EspnApiClient

EspnApiClient is a lightweight, framework-agnostic PHP client for the public ESPN NFL data API. It wraps the ESPN sports core and site APIs behind a small, strongly-typed, fluent interface and maps every response onto plain PHP data transfer objects (DTOs).

The client has no opinion about how you persist or process the data it returns. It only does three things:

  1. Build the correct ESPN URL for the resource you ask for.

  2. Perform the HTTP request through any PSR-18 HTTP client.

  3. Deserialize the JSON response into a typed DTO (or a list of references).

If you are looking for Doctrine entities, an import pipeline, or Symfony Messenger integration, those live in the companion package espn-api-symfony-bundle, which builds on top of this client.

At a glance

use HansPeterOrding\EspnApiClient\ApiClient\EspnApiClient;

// $client is an EspnApiClient instance (see "Installation")
$season = $client->seasons()->get(2025);

echo $season->getDisplayName();      // "2025"
echo $season->getStartDate();        // "2025-08-01T07:00Z"

// Fluent, chainable endpoint access mirrors the ESPN URL hierarchy
$athlete = $client->seasons()->athletes()->get(2025, 2578570);

echo $athlete->getFullName();        // "Jacoby Brissett"
echo $athlete->getJersey();          // "7"

Key concepts

The client is built around four ideas. Understanding them up front makes the rest of the documentation straightforward.

Endpoints are fluent and mirror the ESPN URL hierarchy. The ESPN API is deeply nested (a season has athletes, an event has competitions, a competition has competitors). The client exposes the same hierarchy through chained method calls such as $client->events()->competitions()->competitors()->get(...). See Endpoints.

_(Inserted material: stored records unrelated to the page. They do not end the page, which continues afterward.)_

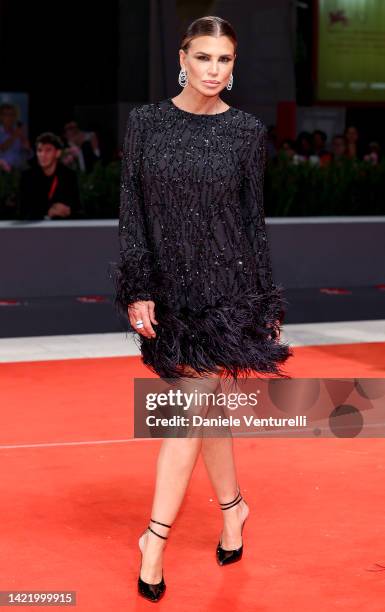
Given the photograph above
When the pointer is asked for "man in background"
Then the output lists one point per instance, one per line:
(50, 189)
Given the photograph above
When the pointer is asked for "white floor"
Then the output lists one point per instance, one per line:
(39, 348)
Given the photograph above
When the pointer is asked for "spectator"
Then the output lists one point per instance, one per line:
(50, 189)
(374, 153)
(14, 145)
(353, 143)
(287, 150)
(272, 148)
(338, 147)
(304, 146)
(83, 147)
(319, 147)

Responses become typed DTOs. Every “get” call returns a single DTO object with nullable, typed getters. Listing calls return arrays of reference strings (URLs) rather than nested objects. See DTOs and References.

Sub-objects that contain a ``$ref`` are stored as references, not objects. ESPN embeds links to related resources everywhere. The client never inlines those related objects into a DTO; instead it keeps the link as a string property so you can fetch the related resource on demand. See References.

HTTP is delegated to PSR-18. The client never talks to cURL directly. You inject any PSR-18 client, PSR-17 factories, and a Symfony serializer, or let auto-discovery wire them for you. See Installation.